Sosyal medya baskısı…
Sosyal medya uzun süredir ciddi bir baskı aracına dönüştü ülkemizde. Özellikle toplumun ortak ‘bam teli’ konularında çok hızlı organize olunuyor. Son dönemdeki küçük çocukların kaçırılması ya da öldürülmesi… Hayvanlara yapılan insanlık dışı işkenceler… Toplumu en can alıcı yerinden yakalayan sosyal medya kullanıcıları ortak hareket ederek kamuoyu oluşturmayı başarıyor.
Ancak sosyal medya üzerinden orantısız bir baskı kurulunca bu kez yargı mercileri de bocalıyor. Hukuken ceza gerektirmeyen durumlarda bile yükselen tansiyonu düşürmek için karar alınabiliyor. Deyim yerindeyse toplumun gazı alınıyor.
Tıpkı Sakarya’da ayakları biçilmiş köpek olayında olduğu gibi. Sosyal medyadaki görüntülere duyarsız kalmak mümkün değildi. Bu görüntüyü izleyen herkes doğal olarak bunu yapan kişi ya da kişilerin cezalandırılmasını istiyordu. Sosyal medyada tepkiler bir anda çığ gibi büyüdü. Tepkiler sürerken yurdun dört bir yanından hayvanlara işkence haberleri gelmeye başladı.

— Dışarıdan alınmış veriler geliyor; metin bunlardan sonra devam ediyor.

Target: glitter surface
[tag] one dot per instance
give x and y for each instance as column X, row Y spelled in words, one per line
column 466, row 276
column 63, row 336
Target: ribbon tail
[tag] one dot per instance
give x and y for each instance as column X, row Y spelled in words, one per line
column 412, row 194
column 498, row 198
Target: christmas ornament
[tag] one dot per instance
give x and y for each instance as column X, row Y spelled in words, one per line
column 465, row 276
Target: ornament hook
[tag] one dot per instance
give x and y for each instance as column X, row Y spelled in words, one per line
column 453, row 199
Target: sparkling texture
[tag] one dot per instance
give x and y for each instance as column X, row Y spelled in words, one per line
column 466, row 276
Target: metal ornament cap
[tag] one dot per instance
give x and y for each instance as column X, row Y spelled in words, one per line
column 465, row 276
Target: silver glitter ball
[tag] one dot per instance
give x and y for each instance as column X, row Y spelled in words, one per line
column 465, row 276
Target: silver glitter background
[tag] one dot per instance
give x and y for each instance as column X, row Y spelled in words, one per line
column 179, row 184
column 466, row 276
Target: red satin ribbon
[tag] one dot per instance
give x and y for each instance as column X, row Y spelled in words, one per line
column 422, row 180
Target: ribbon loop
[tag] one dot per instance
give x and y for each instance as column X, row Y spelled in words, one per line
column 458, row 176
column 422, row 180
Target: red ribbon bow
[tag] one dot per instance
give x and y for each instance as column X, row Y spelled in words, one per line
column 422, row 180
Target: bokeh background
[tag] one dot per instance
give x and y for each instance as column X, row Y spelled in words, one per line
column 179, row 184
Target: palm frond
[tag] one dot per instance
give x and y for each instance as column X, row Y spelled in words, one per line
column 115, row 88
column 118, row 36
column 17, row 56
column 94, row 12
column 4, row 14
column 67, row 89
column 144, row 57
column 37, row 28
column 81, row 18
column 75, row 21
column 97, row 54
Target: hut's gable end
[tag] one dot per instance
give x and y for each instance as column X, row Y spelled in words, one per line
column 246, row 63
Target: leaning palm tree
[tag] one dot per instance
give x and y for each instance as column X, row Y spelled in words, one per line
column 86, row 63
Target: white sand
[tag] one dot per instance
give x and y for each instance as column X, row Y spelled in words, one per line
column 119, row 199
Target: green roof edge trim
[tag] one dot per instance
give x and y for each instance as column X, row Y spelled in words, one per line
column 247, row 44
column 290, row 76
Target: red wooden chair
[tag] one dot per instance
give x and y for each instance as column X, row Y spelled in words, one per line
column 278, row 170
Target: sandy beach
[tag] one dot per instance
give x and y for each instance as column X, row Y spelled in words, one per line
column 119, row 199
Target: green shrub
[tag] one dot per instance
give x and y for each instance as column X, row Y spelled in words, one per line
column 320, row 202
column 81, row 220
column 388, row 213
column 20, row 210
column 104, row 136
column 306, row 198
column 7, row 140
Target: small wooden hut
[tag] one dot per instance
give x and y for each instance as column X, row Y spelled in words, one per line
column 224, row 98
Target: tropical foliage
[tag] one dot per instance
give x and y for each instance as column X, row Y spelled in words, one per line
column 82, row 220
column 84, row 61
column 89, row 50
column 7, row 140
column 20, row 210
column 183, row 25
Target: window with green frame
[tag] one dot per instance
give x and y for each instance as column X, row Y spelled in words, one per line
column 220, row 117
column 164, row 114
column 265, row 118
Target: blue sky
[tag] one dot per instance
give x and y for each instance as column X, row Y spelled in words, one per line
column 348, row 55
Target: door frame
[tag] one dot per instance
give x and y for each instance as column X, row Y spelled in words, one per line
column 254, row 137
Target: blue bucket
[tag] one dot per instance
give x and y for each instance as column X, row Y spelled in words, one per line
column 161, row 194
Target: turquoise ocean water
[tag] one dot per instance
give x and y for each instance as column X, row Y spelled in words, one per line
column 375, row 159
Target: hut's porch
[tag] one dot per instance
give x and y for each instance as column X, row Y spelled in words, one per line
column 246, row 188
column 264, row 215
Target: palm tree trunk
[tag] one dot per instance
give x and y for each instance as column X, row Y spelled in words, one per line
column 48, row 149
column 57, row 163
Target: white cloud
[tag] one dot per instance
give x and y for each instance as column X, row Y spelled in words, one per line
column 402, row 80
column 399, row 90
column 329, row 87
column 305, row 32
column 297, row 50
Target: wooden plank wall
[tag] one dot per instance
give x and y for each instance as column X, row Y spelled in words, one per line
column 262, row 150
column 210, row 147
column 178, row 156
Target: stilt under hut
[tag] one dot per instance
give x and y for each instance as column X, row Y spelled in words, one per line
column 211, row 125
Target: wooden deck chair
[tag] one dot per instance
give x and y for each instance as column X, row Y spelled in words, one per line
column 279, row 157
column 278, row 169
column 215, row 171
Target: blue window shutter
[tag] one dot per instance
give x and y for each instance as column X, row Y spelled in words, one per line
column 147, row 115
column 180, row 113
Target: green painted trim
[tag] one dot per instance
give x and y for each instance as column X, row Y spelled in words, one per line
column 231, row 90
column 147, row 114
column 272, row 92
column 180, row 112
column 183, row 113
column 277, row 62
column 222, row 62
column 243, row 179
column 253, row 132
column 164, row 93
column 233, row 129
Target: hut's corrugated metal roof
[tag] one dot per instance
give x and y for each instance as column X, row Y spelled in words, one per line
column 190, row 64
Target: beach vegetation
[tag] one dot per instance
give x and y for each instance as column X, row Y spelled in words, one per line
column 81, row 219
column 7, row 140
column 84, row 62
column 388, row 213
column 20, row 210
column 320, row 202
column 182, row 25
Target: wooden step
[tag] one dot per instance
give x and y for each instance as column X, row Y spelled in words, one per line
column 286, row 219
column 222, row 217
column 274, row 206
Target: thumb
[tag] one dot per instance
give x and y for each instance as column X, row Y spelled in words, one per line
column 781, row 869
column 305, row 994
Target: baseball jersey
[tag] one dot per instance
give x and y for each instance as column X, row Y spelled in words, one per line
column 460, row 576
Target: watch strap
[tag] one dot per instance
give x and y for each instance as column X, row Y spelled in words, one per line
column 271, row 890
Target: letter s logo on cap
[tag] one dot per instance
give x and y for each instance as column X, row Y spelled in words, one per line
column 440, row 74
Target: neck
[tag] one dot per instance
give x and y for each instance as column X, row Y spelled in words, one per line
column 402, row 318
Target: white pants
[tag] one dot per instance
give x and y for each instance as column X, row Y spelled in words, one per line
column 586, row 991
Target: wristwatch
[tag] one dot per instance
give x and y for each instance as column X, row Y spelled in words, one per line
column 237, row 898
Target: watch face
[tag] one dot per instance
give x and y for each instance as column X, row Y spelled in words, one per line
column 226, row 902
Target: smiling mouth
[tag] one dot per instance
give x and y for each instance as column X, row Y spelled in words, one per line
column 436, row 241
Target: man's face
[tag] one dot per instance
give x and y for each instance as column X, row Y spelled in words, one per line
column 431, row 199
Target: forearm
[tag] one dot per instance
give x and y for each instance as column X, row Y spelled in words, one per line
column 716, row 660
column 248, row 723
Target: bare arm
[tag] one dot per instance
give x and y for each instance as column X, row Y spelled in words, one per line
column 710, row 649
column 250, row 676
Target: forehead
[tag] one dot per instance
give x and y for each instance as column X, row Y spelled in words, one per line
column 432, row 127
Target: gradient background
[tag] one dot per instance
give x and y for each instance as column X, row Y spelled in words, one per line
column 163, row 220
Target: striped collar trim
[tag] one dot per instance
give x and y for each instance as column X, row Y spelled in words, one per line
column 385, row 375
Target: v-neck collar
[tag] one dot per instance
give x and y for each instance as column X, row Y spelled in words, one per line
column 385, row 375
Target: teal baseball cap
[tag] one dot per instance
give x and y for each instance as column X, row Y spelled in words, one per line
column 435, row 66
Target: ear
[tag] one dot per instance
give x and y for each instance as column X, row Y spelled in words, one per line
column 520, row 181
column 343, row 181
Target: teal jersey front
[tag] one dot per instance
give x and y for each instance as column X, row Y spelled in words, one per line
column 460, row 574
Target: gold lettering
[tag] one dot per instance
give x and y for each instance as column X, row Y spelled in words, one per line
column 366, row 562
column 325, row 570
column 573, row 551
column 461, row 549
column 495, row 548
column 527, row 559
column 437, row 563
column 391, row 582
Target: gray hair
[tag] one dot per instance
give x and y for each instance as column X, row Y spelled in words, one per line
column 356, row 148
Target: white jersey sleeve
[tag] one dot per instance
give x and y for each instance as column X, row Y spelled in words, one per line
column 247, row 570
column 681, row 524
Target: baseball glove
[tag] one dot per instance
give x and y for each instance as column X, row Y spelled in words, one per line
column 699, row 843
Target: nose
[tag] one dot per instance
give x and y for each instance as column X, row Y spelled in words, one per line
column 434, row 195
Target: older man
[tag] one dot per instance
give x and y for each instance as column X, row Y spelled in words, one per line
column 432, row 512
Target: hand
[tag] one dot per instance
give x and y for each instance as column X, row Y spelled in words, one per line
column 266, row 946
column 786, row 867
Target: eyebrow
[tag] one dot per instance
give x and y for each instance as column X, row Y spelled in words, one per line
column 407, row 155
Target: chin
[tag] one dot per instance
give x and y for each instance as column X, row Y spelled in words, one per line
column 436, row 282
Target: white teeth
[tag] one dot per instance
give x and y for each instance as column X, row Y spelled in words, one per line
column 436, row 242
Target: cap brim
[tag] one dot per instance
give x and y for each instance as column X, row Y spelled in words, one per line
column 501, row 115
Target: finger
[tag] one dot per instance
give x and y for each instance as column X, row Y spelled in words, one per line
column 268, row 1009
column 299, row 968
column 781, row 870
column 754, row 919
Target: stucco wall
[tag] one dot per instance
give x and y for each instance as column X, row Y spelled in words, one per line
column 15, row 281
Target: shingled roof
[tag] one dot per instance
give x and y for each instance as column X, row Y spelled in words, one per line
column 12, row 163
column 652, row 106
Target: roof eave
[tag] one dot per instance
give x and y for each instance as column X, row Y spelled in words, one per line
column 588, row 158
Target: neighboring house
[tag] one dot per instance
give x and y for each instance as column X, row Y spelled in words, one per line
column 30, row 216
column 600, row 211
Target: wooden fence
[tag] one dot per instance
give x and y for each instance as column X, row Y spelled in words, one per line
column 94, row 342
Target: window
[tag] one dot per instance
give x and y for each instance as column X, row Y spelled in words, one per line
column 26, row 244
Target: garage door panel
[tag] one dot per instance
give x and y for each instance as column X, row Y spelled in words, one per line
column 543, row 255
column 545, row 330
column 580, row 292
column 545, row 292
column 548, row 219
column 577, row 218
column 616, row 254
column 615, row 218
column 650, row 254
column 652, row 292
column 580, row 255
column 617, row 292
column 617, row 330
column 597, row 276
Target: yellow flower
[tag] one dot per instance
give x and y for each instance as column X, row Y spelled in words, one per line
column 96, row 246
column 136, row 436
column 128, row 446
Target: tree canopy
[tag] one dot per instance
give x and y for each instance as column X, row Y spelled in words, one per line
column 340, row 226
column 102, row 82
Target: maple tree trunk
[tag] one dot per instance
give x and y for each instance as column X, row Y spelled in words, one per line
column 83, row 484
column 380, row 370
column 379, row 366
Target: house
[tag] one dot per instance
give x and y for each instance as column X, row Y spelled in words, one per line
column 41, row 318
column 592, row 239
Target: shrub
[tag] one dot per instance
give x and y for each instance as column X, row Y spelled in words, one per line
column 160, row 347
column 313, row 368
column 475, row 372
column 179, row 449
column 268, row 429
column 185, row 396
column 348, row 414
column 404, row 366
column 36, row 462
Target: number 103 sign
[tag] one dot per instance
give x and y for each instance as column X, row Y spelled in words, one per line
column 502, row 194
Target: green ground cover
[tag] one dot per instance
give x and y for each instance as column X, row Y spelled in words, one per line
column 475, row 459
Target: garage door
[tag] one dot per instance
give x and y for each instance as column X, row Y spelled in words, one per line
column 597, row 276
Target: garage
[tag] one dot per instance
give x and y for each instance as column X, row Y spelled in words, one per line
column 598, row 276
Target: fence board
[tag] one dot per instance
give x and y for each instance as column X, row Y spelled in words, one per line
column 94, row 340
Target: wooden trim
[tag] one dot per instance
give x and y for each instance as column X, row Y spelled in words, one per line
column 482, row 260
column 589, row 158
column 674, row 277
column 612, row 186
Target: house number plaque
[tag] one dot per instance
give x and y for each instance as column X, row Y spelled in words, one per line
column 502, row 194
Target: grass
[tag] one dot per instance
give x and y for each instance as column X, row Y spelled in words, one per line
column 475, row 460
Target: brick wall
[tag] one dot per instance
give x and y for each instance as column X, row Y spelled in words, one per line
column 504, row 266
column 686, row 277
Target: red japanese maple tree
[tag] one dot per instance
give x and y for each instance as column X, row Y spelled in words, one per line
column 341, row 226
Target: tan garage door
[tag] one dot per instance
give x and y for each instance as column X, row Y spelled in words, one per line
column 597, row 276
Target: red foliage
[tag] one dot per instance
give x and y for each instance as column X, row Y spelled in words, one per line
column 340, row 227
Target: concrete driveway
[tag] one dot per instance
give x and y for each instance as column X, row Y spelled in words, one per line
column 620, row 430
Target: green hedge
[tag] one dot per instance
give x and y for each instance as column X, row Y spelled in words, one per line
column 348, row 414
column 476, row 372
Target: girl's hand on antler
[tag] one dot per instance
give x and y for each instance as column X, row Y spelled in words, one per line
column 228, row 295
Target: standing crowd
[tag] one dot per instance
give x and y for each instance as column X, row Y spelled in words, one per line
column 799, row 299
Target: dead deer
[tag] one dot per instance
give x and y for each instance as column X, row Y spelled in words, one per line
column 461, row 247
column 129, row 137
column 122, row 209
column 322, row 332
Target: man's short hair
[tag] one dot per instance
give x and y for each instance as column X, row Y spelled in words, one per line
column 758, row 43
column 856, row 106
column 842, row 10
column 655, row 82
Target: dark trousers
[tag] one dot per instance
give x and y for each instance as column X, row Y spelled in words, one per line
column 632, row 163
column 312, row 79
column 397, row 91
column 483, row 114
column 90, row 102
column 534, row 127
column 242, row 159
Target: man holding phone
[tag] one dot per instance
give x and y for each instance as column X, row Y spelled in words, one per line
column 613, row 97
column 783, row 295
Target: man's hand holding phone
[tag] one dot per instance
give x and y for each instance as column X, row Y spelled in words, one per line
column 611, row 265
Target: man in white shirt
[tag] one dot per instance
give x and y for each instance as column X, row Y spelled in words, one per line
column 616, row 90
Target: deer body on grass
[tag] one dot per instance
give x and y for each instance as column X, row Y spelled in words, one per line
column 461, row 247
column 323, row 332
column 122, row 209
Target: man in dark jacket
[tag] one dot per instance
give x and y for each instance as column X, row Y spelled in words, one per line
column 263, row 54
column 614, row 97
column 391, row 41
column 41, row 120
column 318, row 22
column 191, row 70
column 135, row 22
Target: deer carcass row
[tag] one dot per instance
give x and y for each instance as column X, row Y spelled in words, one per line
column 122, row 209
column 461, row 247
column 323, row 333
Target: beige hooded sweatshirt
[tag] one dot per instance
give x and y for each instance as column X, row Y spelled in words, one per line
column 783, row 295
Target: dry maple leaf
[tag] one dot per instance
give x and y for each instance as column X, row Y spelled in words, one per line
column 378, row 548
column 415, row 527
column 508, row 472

Emniyet ve savcılık makamı hemen harekete geçti. Olayın faili olduğu söylenen bir kepçe operatörü gözaltına alındı. Operatör, ifadesi sırasında olayın kaza sonucu yaşandığını ısrarla söyledi. Olay yerindeki kamera kayıtları da kepçe operatörünün söylediklerini doğruluyordu. Ancak buna rağmen suçsuz bir insan toplumun gazının alınması adına birkaç gün de olsa haksız yere içerde kaldı. Onun için sosyal medyada bazı olaylara ve durumlara tepki gösterirken daha dikkatli olmakta fayda var.